Além da aviação comercial, as ações da Boeing também devem se beneficiar de tendências seculares poderosas em defesa e infraestrutura.

Niles apontou projetos como a iniciativa "Golden Dome" nos EUA e a decisão da OTAN de aumentar os gastos com defesa de 2% para 3,5% do produto interno bruto (PIB).

Esses compromissos significam bilhões de dólares em demanda adicional pelas aeronaves e sistemas militares da BA.

"Você tem ventos seculares realmente grandes", explicou Niles – enfatizando que as realidades geopolíticas estão impulsionando investimentos sustentados na defesa.

Com os governos priorizando a segurança e a modernização, a divisão de defesa da Boeing pode se tornar um contribuinte ainda maior para os lucros. Esses ventos favoráveis proporcionam diversificação, reduzindo a dependência de mercados de aviação comercial cíclicos.

Por que mais a Boeing vale a pena ter para 2026?

Talvez a parte mais convincente da tese de Niles seja a melhoria da perspectiva de fluxo de caixa da Boeing.

Após perder aproximadamente US$ 2 bilhões este ano, espera-se que o gigante retorne a um território positivo no próximo ano, gerando bilhões baixos de um dígito em fluxo de caixa livre.

E até o final desta década, Niles acredita que esse número chegaria a 10 bilhões de dólares, o que ainda não é "um padrão alto para ultrapassar, esses caras tiveram 14 bilhões de fluxo de caixa em 2018", argumentou ele na CNBC.

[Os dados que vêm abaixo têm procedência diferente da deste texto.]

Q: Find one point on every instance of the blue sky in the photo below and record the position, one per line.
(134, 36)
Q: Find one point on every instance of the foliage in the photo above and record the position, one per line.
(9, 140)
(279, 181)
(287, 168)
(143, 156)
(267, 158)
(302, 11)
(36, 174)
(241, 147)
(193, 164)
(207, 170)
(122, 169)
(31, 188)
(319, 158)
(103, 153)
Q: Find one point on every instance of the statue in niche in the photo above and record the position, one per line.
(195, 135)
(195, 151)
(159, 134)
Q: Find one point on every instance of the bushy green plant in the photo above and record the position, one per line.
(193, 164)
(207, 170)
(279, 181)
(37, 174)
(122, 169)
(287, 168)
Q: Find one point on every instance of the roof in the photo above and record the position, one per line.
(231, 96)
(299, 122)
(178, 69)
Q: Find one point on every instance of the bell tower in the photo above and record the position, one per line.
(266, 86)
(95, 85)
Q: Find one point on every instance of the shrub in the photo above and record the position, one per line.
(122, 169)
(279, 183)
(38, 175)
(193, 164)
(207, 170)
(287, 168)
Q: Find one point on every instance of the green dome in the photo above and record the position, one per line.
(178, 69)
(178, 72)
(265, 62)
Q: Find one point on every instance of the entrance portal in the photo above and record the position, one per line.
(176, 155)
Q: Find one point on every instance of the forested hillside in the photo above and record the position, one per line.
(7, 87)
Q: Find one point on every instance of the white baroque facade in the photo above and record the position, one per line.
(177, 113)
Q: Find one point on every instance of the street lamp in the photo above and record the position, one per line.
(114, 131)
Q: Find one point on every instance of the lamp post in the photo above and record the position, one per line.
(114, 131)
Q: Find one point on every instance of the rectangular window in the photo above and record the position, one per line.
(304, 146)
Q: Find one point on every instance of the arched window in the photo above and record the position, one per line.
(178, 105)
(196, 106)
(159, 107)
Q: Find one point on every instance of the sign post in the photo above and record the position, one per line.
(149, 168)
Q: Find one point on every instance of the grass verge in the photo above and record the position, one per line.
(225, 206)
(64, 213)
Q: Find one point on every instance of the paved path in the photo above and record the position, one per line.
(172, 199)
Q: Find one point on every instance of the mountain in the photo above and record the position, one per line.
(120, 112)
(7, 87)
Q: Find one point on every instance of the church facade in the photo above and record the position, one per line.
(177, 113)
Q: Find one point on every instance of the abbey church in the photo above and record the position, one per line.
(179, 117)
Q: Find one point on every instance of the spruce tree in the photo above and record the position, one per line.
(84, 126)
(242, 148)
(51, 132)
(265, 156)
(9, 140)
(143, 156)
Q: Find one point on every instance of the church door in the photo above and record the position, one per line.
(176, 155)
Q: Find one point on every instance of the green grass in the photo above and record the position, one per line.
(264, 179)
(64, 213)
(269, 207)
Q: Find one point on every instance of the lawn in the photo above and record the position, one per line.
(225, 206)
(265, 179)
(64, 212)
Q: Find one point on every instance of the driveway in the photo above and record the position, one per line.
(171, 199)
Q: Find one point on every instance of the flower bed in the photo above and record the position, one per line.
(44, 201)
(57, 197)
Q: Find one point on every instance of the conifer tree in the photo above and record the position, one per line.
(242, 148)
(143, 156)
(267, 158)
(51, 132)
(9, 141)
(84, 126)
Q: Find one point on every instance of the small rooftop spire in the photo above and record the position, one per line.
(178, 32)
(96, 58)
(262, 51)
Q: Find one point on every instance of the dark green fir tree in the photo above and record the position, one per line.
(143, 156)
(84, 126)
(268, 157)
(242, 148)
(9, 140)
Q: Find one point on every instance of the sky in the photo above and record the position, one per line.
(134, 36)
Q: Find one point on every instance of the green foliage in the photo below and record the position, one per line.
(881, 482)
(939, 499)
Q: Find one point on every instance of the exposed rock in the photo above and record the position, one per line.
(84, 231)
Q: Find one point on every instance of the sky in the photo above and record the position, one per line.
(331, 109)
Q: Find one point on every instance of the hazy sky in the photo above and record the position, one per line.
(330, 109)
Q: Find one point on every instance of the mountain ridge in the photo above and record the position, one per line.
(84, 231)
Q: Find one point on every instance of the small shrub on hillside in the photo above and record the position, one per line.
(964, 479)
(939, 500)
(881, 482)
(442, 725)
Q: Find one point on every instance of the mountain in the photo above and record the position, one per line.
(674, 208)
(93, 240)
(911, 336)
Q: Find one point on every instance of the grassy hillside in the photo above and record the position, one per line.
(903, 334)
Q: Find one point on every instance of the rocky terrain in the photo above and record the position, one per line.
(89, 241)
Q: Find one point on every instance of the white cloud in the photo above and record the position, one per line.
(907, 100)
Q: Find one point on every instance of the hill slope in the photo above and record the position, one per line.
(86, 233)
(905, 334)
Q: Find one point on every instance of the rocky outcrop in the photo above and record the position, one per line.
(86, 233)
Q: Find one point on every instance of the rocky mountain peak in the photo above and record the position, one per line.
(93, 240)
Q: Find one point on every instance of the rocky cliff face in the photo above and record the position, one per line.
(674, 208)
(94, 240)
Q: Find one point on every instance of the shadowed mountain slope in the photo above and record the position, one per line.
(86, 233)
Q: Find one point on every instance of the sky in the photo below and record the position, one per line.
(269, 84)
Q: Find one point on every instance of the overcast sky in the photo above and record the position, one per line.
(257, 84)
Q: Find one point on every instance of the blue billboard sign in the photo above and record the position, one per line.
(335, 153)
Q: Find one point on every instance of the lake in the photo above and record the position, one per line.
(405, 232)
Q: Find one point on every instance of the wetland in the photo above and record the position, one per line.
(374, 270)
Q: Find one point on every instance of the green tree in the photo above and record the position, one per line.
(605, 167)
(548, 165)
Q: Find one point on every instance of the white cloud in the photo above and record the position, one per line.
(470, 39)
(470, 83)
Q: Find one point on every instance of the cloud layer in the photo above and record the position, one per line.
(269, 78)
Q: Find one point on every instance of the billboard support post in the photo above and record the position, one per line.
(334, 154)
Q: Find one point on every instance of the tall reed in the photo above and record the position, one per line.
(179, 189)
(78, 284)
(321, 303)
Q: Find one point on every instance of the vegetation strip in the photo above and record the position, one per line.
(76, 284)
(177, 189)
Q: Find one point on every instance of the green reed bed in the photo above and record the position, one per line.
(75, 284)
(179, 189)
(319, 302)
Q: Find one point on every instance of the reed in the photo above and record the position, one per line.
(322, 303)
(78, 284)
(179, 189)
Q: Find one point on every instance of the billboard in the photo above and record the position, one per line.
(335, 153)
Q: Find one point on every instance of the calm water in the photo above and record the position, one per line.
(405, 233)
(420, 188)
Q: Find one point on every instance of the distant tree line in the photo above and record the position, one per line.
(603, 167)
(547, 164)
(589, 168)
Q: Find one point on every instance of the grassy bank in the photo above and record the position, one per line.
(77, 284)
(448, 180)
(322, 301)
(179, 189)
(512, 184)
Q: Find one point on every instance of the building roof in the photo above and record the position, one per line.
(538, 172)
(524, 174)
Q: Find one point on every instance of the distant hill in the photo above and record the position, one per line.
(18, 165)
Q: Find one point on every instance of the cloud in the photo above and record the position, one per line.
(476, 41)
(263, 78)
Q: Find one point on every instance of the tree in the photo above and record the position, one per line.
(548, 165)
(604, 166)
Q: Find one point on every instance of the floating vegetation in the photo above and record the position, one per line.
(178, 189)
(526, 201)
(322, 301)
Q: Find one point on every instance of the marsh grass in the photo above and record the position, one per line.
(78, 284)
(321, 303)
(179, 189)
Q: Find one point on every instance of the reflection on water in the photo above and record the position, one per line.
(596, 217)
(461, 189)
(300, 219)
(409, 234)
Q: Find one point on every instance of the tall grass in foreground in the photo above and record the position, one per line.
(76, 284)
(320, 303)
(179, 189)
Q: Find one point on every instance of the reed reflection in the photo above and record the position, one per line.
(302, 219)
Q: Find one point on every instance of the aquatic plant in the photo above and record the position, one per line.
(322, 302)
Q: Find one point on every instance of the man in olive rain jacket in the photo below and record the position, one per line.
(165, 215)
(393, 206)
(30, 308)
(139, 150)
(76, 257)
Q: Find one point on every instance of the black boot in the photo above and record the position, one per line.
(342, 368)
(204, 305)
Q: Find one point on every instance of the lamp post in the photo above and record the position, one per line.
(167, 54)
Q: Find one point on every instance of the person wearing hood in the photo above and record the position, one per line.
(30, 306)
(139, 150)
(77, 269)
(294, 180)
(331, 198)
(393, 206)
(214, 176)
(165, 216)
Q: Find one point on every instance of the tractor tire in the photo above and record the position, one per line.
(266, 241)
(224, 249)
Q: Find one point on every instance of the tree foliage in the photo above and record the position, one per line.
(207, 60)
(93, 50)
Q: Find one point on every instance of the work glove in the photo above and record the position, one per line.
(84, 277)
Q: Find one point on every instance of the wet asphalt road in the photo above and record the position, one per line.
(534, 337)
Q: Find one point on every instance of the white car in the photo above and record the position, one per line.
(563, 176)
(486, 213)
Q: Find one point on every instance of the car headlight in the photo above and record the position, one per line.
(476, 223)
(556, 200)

A capacidade da Boeing de autocertificar alguns de seus aviões acelerará a recuperação, reduzindo gargalos regulatórios. Para os acionistas, o retorno de um fluxo de caixa forte é fundamental – apoiando a redução da dívida, os dividendos e o crescimento de longo prazo.

Note que Wall Street compartilha o otimismo de Niles em relação às ações da BA. A classificação consensual da Boeing atualmente está em "sobrepeso", com uma meta média de $249, indicando potencial de crescimento de aproximadamente 15%.